How can I change the status of my nodes from NotReady or Unknown status to Ready status?

6 minute read
0

My Amazon Elastic Kubernetes Service (Amazon EKS) worker nodes are in NotReady or Unknown status. I want to get my worker nodes back in Ready status.

Short description

You can't schedule pods on a node that's in NotReady or Unknown status. You can schedule pods only on a node that's in Ready status.

The following resolution addresses nodes in NotReady or Unknown status.

When your node is in the MemoryPressure, DiskPressure, or PIDPressure status, you must manage your resources to allow additional pods to be scheduled on the node.

If your node is in NetworkUnavailable status, then you must properly configure the network on the node. For more information, see Node status on the Kubernetes website.

Note: For information on how to manage pod evictions and resource limits, see Node-pressure eviction on the Kubernetes website.

Resolution

Check the aws-node and kube-proxy pods to see why the nodes are in NotReady status

A node in NotReady status isn't available for pods to be scheduled on.

To improve the security posture, the managed node group might remove the Container Network Interface (CNI) policy from the node role's Amazon Resource Name (ARN). This missing CNI policy causes the nodes to change to NotReady status. To resolve this issue, follow the guidelines to set up IAM Roles for Service Accounts (IRSA) for aws-node DaemonSet.

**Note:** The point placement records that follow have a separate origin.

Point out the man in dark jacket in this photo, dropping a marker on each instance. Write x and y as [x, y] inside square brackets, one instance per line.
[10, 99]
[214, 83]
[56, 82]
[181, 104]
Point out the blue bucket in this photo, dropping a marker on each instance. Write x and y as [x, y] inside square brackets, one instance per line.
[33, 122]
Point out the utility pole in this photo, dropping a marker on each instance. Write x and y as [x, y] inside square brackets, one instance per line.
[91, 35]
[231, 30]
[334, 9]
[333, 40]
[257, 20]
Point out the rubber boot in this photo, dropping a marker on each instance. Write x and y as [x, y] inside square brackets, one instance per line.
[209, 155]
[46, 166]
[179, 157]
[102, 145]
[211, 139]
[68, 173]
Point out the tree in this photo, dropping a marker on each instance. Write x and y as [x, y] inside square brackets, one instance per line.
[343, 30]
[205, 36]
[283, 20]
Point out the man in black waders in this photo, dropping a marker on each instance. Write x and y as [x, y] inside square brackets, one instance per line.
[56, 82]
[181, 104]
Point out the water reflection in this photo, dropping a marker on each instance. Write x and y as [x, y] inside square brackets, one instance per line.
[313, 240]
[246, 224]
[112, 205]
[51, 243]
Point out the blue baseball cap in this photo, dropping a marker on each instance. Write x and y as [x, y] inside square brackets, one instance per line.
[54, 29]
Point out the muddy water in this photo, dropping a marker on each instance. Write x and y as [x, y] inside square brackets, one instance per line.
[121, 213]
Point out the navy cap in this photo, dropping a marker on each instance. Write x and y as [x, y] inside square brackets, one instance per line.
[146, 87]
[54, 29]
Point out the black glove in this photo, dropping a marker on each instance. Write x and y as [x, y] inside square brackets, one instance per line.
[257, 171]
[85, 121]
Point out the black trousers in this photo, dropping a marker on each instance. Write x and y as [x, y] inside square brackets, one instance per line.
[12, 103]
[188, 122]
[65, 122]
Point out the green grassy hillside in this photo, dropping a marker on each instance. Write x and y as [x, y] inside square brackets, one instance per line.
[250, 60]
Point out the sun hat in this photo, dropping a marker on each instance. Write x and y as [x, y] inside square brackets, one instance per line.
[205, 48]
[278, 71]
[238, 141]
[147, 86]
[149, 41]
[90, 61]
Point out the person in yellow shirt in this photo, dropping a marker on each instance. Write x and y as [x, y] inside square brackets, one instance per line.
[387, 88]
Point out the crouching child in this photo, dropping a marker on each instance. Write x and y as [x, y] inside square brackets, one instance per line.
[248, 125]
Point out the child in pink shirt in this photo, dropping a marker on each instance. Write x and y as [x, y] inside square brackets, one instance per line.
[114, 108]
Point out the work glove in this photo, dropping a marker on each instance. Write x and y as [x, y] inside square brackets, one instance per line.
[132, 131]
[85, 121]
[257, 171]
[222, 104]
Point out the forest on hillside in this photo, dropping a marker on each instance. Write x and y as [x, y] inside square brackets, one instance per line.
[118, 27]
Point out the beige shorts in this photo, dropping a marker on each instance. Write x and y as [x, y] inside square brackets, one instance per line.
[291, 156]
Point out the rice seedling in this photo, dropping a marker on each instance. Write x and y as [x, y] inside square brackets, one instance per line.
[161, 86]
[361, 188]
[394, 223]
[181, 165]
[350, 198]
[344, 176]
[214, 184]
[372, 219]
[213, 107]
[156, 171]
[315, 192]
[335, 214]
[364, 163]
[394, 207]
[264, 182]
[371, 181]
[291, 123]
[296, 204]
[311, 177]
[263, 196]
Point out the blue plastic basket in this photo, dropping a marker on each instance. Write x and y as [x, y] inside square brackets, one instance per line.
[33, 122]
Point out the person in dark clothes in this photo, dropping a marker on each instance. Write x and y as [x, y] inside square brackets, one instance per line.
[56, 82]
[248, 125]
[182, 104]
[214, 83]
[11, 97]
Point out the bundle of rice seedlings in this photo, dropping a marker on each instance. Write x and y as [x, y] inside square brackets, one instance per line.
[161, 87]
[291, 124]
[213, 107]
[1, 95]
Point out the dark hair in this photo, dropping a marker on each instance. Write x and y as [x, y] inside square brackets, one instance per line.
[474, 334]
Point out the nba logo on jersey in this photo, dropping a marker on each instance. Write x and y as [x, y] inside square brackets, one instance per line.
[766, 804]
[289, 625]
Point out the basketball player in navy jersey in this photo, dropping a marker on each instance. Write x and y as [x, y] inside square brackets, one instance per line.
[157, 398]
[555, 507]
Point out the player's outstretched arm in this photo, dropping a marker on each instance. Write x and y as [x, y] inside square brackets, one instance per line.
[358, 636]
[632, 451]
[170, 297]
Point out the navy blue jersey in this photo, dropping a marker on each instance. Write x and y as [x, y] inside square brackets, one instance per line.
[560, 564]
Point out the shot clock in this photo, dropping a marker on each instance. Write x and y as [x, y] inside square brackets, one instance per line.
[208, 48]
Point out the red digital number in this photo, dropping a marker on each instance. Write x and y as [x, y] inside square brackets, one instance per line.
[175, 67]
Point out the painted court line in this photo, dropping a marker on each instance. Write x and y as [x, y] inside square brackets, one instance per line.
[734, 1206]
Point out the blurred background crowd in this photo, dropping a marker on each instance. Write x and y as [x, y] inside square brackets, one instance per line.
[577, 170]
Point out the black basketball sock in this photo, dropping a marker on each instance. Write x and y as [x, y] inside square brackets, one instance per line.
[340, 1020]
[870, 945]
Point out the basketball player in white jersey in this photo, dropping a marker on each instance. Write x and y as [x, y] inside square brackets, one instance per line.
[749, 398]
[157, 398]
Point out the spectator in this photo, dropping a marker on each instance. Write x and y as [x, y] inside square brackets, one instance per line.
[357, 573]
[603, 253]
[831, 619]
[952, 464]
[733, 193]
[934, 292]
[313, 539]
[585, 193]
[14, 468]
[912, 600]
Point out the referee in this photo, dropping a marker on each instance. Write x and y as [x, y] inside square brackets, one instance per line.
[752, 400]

  1. To check the status of your aws-node and kube-proxy pods, run the following command:

    $ kubectl get pods -n kube-system -o wide

    The output looks similar to the following:

    $ kubectl get pods -n kube-system -o wideNAME                             READY   STATUS    RESTARTS   AGE        IP              NODE
    aws-node-qvqr2                    1/1     Running   0          4h31m      192.168.54.115  ip-192-168-54-115.ec2.internal
    kube-proxy-292b4                  1/1     Running   0          4h31m      192.168.54.115  ip-192-168-54-115.ec2.internal
  2. Review the output. If your node status is normal, then your aws-node and kube-proxy pods are in Running status.
    If no aws-node or kube-proxy pods are listed, then skip to step 3. The aws-node and kube-proxy pods are managed by a DaemonSet. This means that each node in the cluster must have one aws-node and kube-proxy pod that runs on it. For more information, see DaemonSet on the Kubernetes website.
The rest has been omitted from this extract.